Last month, I'm pretty sure I saw our first LT 1996 Audi 2.8 Quattro, a car we fell in love with more than a decade ago. Its gleaming silver paint still looked fantastic and the BBS RC wheels, well, they where still mostly round, but showed signs of many curbside encounters. The windows had been tinted, and from what I could see inside, the cabin was holding up with exceptional poise. An elderly woman apparently thought my intentions nefarious and threatened to call the police while her miniature schnauzer gave me hell. I split rather than trying to explain.
I wonder how our LT Porsche 911 is doing as well. Given it was on its third engine, it's either fabulous or has been pushed over a cliff for the insurance. The Jaguar X-Type-well, um, who cares? It wasn't so much a bad Jag as it was a good Ford. Chances are that one got crushed and no one is any worse for it.
And then there's the Phaeton, Volkswagen's most beautiful failure. Word has it you can pick up one of these magnificent machines for $30K. Part of me thinks this is the deal of the decade, a chance to advance to a higher station. Another part wants to see how its multitude of gadgets and gizmos are faring. A car of the Phaeton's magnitude and technical complexity could nickel-and-dime you to death. Or not.
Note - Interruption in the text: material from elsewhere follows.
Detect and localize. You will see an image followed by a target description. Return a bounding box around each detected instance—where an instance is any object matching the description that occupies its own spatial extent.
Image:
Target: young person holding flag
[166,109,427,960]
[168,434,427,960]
And then there are my personal cars. Do they still exist? I know for a fact my 1987 GTI 16V was cut to pieces and now lives in several different cars (I'm an organ donor as well). The Corrado is alive and well in Virginia and its current owner has proven to be a great caretaker. The kid who bought the M3 e-mails me every few hours to tell me how great it is. I hope he stops because, in hindsight, I should never have sold it (you were right, Karl).
What about ancient history? Where is my '73 914 or '75 2002 or '76 V6 Capri? Are there any Capris still alive? Does anyone even care? If you happen to see a Capri bearing the plate 621PQLL, it was mine. Drop me a line and let me know how it's doing. I like to keep tabs on all my past loves.